A guide to setting up the Python scientific stack, well-suited for geospatial analysis, on a Raspberry Pi 3. The whole process takes just a few minutes.
The Raspberry Pi 3 was announced two weeks ago and presents a substantial step up in computational power over its predecessors. It can serve as a functional Wi-Fi connected Linux desktop computer, albeit underpowered. However it’s perfectly capable of running the Python scientific computing stack including Jupyter, pandas, matplotlib, scipy, scikit-learn, and OSMnx.
Despite (or because of?) its low power, it’s ideal for low-overhead and repetitive tasks that researchers and engineers often face, including geocoding, web scraping, scheduled API calls, or recurring statistical or spatial analyses (with small-ish data sets). It’s also a great way to set up a simple server or experiment with Linux. This guide is aimed at newcomers to the world of Raspberry Pi and Linux, but who have an interest in setting up a Python environment on these $35 credit card sized computers. We’ll run through everything you need to do to get started (if your Pi is already up and running, skip steps 1 and 2).
Step 1: Get the hardware
Assuming you have an available phone charger, HDMI cable, mouse, and keyboard, you can buy everything else you need to get up and running for under $45. Here’s what you’ll need:
- A Raspberry Pi ($35)
- A 5-volt 1-amp power supply (I just used an old Android charger with a micro-USB cable, otherwise about $5)

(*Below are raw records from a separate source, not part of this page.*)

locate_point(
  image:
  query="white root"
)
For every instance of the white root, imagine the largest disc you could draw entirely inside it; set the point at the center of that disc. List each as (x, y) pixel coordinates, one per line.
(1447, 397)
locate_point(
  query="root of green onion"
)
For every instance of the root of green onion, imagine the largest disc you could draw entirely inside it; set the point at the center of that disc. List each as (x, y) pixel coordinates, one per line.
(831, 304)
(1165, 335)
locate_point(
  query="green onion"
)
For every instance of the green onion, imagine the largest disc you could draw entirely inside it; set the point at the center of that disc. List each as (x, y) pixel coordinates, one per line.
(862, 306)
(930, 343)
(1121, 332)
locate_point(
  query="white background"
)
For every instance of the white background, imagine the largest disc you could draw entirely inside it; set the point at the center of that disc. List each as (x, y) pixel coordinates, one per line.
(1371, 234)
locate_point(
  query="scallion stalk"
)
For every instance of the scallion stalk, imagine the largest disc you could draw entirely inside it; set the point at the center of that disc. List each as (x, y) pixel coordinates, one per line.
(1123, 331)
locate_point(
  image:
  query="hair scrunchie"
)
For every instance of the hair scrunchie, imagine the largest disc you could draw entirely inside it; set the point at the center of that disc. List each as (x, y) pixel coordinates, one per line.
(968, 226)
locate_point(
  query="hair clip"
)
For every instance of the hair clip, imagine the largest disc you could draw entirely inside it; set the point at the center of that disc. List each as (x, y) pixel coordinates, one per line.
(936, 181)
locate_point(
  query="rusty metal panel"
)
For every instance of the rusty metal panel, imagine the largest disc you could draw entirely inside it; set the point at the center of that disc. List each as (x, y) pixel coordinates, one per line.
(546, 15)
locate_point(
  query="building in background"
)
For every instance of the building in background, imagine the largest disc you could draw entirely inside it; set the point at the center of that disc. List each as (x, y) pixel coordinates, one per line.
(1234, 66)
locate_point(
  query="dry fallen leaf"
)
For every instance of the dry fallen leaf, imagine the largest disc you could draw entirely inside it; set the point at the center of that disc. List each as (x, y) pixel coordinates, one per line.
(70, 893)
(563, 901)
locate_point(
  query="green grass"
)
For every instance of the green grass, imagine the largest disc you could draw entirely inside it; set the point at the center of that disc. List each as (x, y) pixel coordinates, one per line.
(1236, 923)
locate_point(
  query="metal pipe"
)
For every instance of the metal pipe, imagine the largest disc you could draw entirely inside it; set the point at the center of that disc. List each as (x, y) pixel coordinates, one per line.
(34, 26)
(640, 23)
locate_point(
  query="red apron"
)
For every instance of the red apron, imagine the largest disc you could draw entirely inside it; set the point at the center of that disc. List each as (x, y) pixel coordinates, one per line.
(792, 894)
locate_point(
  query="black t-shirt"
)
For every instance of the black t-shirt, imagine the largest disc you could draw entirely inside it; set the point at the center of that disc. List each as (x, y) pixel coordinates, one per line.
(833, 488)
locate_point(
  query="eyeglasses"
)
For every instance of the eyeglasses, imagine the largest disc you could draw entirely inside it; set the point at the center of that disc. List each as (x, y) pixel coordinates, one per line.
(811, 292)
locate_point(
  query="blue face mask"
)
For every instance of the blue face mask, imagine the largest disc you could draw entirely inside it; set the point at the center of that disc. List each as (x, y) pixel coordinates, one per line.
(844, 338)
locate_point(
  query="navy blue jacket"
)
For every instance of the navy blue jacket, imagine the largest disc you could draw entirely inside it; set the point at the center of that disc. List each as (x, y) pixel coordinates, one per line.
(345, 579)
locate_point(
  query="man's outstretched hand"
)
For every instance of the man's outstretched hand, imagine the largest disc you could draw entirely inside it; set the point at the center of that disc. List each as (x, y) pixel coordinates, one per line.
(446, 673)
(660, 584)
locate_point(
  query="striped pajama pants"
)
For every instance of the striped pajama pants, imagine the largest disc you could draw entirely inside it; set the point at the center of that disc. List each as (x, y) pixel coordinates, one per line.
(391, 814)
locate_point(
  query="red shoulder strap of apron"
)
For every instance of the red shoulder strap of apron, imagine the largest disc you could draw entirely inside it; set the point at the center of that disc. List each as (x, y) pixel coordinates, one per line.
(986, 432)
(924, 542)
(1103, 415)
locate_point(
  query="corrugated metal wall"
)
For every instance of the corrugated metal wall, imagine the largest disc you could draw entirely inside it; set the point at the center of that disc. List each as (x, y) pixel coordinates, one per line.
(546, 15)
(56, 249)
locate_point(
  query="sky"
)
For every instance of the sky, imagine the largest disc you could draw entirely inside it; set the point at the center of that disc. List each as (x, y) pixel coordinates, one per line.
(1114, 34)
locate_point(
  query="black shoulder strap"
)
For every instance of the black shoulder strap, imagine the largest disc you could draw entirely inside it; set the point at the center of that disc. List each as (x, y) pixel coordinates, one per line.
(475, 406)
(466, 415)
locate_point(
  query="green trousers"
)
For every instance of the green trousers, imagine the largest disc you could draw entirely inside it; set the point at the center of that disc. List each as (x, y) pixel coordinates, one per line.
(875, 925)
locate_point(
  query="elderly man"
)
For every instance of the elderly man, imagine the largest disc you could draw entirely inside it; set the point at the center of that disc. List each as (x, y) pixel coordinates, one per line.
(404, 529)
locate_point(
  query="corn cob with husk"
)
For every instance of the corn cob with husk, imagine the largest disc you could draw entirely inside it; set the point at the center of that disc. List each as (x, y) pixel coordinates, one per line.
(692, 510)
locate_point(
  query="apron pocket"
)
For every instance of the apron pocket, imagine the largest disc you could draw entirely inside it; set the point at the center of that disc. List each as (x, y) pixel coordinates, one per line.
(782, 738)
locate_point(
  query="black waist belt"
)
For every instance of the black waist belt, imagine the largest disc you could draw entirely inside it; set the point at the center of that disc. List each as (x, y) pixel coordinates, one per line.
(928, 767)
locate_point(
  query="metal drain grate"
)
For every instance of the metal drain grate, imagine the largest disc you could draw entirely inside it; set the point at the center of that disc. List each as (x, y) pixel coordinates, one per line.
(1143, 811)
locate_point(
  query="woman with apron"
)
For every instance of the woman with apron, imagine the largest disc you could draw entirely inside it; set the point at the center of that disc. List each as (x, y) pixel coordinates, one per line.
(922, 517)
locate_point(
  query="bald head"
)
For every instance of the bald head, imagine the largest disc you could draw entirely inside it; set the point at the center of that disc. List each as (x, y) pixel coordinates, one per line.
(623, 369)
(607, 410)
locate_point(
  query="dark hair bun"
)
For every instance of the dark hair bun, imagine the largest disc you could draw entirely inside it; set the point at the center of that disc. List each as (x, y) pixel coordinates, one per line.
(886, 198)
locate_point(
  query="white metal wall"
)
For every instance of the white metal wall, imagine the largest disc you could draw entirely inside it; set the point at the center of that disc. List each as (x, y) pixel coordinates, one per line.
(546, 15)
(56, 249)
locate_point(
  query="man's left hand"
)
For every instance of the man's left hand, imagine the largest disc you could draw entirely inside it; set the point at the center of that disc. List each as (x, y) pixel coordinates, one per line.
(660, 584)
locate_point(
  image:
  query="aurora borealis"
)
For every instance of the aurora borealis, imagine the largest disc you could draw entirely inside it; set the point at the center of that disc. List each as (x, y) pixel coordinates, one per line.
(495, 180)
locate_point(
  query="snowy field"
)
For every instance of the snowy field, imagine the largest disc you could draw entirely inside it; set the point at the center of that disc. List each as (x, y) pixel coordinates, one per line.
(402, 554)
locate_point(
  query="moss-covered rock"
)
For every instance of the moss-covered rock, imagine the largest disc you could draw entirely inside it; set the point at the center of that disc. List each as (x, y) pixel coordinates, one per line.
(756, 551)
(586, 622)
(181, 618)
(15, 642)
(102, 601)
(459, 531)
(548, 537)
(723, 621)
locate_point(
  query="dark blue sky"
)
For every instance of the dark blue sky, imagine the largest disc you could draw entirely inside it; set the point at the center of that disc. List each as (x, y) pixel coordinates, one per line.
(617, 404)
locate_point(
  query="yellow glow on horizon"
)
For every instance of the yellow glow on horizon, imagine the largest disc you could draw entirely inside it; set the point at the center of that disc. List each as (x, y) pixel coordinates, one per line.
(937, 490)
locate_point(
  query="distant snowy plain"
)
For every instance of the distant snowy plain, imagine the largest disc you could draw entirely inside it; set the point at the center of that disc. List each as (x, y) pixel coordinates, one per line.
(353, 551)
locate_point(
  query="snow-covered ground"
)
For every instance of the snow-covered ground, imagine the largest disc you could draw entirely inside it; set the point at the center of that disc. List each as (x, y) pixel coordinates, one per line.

- A micro SD card with a full-size SD adapter (about $9)
- An HDMI cable to connect your monitor (I already had one, otherwise about $5)
- USB mouse/keyboard (I already had them, otherwise about $15 for a basic set)
- Optional: if you’re running your Raspberry Pi side-by-side with a desktop computer, you can get a cheap USB switch to switch your mouse/keyboard from the computer to the Raspberry Pi and back
Step 2: Install Raspbian OS on the Raspberry Pi
Now we’ll install Raspbian (the Debian Linux OS tailored for Raspberry Pi) the easy way, then boot the OS and connect to Wi-Fi.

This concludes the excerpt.